The current crisis reveals that modern hospitals in our country lack the flexibility to accommodate sudden surges of patients caused by pandemics. We are witnessing severe space and resource crunch in most medical institutions to treat severe symptoms. Simultaneously we require isolation facilities for asymptomatic patients as they also pose an extreme risk to the rest.


To meet this challenge, what have we done to date?Spatial and organizational adaptations have been implemented to accommodate the Covid-19 patients in a hospital. Separate foot traffic routes and flows have been designed to segregate patients. Hospital administrators have also identified the need for touch-free control for lighting, temperature, and other building functions to help avoid spreading diseases on these highly used surfaces.

  • We are creating temporary emergency structures

In addition to internal changes in the hospital, the government bodies have created many emergency structures to cope with the increasing Covid cases. Some healthcare organisations have installed prefabricated modules (containers, shelters, or new modules) designed and modified to respond to the needs of the Covid-19 emergency. The major challenge faced by designers with temporary structures is that procurement, production, and installation time can typically take up three to four weeks. Important to consider their suitability concerning the level of care provided.

  • We are reconverting existing non-health structures

We have converted non-health structures – typically ‘urban containers,’ such as exhibition centers, conference centers, indoor stadiums, or railway stations – into centers for patient care.

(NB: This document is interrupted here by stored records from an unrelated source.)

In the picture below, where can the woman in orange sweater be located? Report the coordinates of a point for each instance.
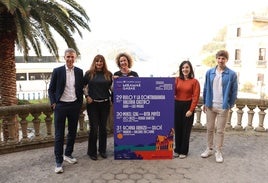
(187, 92)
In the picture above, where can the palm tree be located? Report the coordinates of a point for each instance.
(27, 24)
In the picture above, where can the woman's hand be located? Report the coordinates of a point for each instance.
(89, 100)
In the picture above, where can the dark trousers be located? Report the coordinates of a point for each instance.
(98, 113)
(183, 126)
(63, 111)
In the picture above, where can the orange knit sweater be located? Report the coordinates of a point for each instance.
(186, 90)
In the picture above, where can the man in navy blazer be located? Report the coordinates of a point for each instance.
(66, 98)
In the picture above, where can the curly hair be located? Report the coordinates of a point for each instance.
(129, 59)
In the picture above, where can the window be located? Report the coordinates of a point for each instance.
(21, 76)
(237, 54)
(260, 77)
(262, 54)
(238, 32)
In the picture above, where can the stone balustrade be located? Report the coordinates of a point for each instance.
(22, 134)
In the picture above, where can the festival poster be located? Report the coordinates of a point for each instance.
(143, 118)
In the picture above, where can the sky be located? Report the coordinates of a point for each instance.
(163, 29)
(167, 31)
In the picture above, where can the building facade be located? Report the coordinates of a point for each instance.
(247, 43)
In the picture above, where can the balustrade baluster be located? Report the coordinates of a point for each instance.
(36, 124)
(198, 112)
(228, 124)
(260, 128)
(250, 117)
(48, 121)
(1, 121)
(9, 120)
(24, 126)
(82, 124)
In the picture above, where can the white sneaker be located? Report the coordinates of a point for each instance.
(208, 152)
(58, 168)
(70, 159)
(219, 158)
(182, 156)
(175, 155)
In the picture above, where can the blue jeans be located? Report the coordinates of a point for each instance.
(63, 111)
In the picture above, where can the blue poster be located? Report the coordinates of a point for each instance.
(143, 118)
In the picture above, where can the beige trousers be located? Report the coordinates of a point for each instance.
(216, 120)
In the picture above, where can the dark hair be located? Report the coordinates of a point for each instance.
(92, 70)
(222, 53)
(129, 59)
(191, 74)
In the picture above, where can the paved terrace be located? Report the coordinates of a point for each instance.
(245, 155)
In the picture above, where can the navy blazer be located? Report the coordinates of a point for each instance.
(58, 81)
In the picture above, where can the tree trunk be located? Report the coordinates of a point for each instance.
(7, 65)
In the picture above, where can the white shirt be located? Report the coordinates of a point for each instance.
(69, 91)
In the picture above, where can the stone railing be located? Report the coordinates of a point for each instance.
(22, 134)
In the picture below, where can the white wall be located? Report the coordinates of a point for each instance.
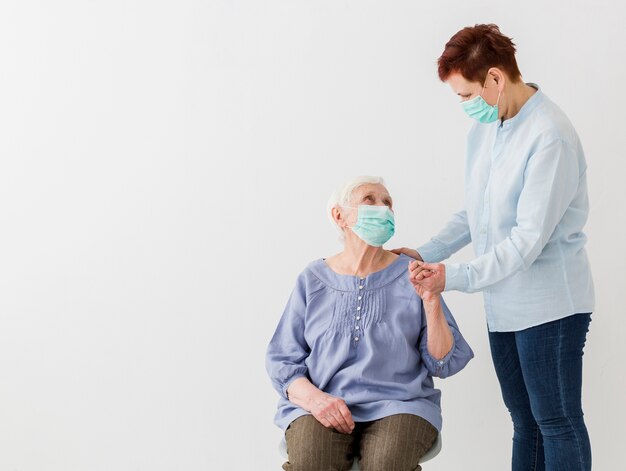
(164, 168)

The same is again a response to the increasing numbers and finding suitable spaces that can quickly convert to a medical-friendly facility. Hotels are also fast becoming the default asset class for quick healthcare augmentation in a pandemic hit city.The future of hospital design


In the future, hospitals will have to review how they can adapt their physical environments and technical infrastructures to enable greater flexibility when responding to exceptional public health events, which generate sizeable demand surges for healthcare services. The changes adopted by this process will be limited in the case of existing hospitals but extremely important while designing new healthcare facilities.

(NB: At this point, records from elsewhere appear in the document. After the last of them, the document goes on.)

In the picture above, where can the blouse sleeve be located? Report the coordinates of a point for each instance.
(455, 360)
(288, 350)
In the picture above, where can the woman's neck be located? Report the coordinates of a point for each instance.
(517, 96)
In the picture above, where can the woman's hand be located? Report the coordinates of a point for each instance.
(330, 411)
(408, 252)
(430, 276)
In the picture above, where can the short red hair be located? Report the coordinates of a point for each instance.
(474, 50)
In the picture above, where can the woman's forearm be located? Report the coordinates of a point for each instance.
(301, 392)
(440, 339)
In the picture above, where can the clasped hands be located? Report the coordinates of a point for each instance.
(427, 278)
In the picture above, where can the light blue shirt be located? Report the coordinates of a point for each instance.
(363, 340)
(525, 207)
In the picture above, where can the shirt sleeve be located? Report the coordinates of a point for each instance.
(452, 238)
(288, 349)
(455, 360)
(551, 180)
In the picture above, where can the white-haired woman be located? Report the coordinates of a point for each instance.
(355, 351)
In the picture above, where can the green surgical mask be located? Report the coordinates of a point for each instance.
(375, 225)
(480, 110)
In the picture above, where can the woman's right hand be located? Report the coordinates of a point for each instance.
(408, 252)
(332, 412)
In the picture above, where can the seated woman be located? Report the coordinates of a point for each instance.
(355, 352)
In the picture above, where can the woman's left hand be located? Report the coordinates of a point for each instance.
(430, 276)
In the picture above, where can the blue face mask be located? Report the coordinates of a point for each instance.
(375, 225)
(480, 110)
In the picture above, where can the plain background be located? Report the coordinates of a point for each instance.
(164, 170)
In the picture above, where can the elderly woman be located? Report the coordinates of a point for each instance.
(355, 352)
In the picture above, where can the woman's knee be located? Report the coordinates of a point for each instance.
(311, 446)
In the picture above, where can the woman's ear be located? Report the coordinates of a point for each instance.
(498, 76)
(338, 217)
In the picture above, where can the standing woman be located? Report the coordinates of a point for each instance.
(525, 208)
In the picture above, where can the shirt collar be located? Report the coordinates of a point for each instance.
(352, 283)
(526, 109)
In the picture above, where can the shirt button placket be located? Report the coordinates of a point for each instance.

To support its global community and realize these changes in their settings, the International Hospital Federation has established the IHF ‘Beyond Covid-19’ Task Force. The Task Force’s primary objective is to support hospitals in adopting practices realized during the Covid-19 pandemic, which have beneficially transformed healthcare services.

The Indian Situation


Healthcare in India is in a dismal state. The pandemic has further exposed the system. However, it also highlights the fact that there is immense scope to improve. A nation can only rise if it is healthy.

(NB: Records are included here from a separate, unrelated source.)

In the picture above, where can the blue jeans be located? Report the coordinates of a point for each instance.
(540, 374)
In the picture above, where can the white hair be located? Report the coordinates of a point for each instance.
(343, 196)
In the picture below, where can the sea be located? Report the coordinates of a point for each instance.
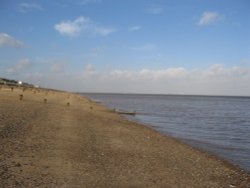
(219, 125)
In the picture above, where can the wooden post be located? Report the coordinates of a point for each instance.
(20, 97)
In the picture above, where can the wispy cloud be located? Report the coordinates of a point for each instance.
(208, 18)
(82, 25)
(85, 2)
(28, 7)
(22, 65)
(135, 28)
(154, 9)
(145, 47)
(9, 41)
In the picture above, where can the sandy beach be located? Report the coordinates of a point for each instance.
(59, 139)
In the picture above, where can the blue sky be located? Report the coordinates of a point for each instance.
(128, 46)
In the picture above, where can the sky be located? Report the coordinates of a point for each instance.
(128, 46)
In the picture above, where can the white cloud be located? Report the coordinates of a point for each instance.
(27, 7)
(9, 41)
(72, 28)
(22, 65)
(208, 18)
(57, 68)
(154, 9)
(85, 2)
(135, 28)
(145, 47)
(82, 25)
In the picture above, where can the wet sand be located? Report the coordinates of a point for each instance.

As policies get framed, and the public-private debate continues, designing our healthcare facilities with empathy and wisdom is essential. The infrastructure of old and new hospitals needs to must be examined based on:
a) flexibility
b) compliance, and
c) availability of resources.

Every hospital should have the ability to stretch its bandwidth in a pandemic situation. The new normal is when we prepare for all eventuality. If we fail to plan right, we are planning to fail. The writing is on the wall.